Conservationists applauded China's symbolic gesture. “This is a courageous and critical first step by China to elevate the important issue of wildlife trafficking and elephant poaching among its citizens and around the world,” Patrick Bergin, CEO of the African Wildlife Foundation, said in a statement released to the media prior to the ceremony. “As the largest market for ivory in the world, China has a very important role to play in helping end the elephant slaughter in Africa. The Chinese government is to be commended for taking the issue seriously.” U.S. Fish and Wildlife Service director Dan Ashe echoed those sentiments in a statement issued today, remarking that “this destruction underscores China’s renewed commitment to the growing fight against global wildlife trafficking that now threatens the future of African elephants, rhinoceros, tigers, and other iconic species.”

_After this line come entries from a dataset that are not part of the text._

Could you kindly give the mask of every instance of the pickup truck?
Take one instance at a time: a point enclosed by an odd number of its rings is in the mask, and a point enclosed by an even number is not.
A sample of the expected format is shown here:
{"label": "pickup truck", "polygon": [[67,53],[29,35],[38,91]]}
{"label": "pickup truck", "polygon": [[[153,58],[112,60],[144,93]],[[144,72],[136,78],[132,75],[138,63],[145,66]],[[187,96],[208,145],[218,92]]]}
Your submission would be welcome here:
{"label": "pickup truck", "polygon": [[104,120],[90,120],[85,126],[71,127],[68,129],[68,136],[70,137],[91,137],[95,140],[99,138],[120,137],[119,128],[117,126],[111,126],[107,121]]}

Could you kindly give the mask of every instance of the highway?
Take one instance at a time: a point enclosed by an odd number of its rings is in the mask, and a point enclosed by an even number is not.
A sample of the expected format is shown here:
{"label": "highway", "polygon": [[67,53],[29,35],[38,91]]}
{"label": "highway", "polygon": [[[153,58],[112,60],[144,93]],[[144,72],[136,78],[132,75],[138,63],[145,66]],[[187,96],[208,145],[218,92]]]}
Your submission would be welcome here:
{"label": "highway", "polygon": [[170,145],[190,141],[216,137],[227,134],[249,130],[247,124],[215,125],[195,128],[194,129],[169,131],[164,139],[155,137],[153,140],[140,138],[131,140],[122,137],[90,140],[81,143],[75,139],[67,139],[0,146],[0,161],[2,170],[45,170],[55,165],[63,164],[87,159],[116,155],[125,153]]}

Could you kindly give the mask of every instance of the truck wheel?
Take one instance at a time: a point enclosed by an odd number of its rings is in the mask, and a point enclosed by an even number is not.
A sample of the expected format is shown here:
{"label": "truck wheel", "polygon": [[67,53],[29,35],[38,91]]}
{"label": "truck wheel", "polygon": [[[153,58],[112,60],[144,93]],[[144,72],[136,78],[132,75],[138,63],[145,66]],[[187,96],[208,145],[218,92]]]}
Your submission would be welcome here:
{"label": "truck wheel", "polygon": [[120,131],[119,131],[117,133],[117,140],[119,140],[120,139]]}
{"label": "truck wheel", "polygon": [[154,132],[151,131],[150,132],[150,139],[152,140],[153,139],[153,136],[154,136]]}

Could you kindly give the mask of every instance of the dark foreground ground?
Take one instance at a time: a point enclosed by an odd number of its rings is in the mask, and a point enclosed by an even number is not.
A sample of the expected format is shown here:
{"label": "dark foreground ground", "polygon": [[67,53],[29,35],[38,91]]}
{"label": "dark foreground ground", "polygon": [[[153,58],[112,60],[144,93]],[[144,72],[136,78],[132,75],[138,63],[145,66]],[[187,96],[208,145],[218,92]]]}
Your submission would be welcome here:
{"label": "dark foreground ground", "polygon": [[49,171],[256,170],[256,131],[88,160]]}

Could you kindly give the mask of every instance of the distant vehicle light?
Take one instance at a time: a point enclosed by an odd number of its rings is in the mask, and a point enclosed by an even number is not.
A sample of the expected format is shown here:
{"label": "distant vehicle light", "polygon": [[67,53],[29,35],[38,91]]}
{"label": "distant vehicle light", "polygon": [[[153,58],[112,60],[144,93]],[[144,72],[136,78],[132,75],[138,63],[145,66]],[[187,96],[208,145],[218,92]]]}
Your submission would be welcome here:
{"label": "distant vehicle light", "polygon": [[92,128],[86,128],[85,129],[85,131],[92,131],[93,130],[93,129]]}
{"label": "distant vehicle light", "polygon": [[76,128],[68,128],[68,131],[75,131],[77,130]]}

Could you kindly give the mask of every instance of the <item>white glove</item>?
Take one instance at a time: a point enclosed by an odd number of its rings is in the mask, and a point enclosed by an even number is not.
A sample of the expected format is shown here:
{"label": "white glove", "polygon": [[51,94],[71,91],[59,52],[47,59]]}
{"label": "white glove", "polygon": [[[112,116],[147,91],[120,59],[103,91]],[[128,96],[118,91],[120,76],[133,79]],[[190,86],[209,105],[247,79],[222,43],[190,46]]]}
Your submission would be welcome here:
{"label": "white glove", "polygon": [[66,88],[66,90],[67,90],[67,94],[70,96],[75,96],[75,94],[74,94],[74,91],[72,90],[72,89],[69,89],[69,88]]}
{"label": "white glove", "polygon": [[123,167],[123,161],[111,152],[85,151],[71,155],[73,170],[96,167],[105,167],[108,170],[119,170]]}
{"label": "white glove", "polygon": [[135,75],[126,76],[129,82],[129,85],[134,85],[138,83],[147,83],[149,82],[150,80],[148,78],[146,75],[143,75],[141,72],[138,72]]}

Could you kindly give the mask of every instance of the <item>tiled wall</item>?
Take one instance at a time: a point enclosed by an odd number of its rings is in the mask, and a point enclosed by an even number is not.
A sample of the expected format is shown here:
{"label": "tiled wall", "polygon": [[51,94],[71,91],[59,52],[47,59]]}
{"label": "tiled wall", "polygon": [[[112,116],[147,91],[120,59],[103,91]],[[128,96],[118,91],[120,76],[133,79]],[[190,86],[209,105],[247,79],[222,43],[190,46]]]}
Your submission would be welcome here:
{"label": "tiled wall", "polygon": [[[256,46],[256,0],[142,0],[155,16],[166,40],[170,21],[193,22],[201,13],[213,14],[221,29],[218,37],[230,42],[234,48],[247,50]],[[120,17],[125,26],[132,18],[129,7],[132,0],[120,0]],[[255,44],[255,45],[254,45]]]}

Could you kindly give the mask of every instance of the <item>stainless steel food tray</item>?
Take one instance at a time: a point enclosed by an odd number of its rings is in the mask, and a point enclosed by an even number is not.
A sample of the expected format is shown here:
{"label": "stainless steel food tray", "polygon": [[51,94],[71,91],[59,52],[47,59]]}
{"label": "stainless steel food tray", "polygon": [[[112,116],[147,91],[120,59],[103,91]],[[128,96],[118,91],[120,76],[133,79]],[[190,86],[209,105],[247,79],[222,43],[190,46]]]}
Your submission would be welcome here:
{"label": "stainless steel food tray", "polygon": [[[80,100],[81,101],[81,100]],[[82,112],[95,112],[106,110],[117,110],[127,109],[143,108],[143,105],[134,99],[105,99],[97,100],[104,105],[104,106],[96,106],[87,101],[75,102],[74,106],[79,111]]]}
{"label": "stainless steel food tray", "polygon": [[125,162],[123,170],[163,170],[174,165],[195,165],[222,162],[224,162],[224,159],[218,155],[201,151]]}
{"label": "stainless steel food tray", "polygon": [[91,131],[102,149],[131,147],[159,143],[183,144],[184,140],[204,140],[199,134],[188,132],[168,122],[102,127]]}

But in contrast to the U.S., which destroyed its entire stockpile of illegal ivory, China destroyed only a small portion of its much larger stockpile at today’s event. Indeed, Hong Kong alone has a hoard of some 30 tons of confiscated ivory. What is China going to do with the remaining contraband? Furthermore, what is it going to do about its legal domestic ivory trade, which provides cover for illegal trade? If China is serious about tackling wildlife crime, it will need to address these concerns. China is not alone in this latter regard—the U.S. and other countries also have legal ivory markets that allow for the laundering of illegal ivory, and these loopholes need to be closed--but the stakes are that much higher in China because it is responsible for as much as 70 percent of the global demand for ivory.
For China to change its policy on domestic trade, “the global pressure needs to be continued,” Grace Ge Gabriel, Asia regional director of the International Fund for Animal Welfare, told Scientific American. “More importantly, the issue needs to be elevated to a higher level of government, for them to realize the damage ivory trade has done to China’s image around the world.”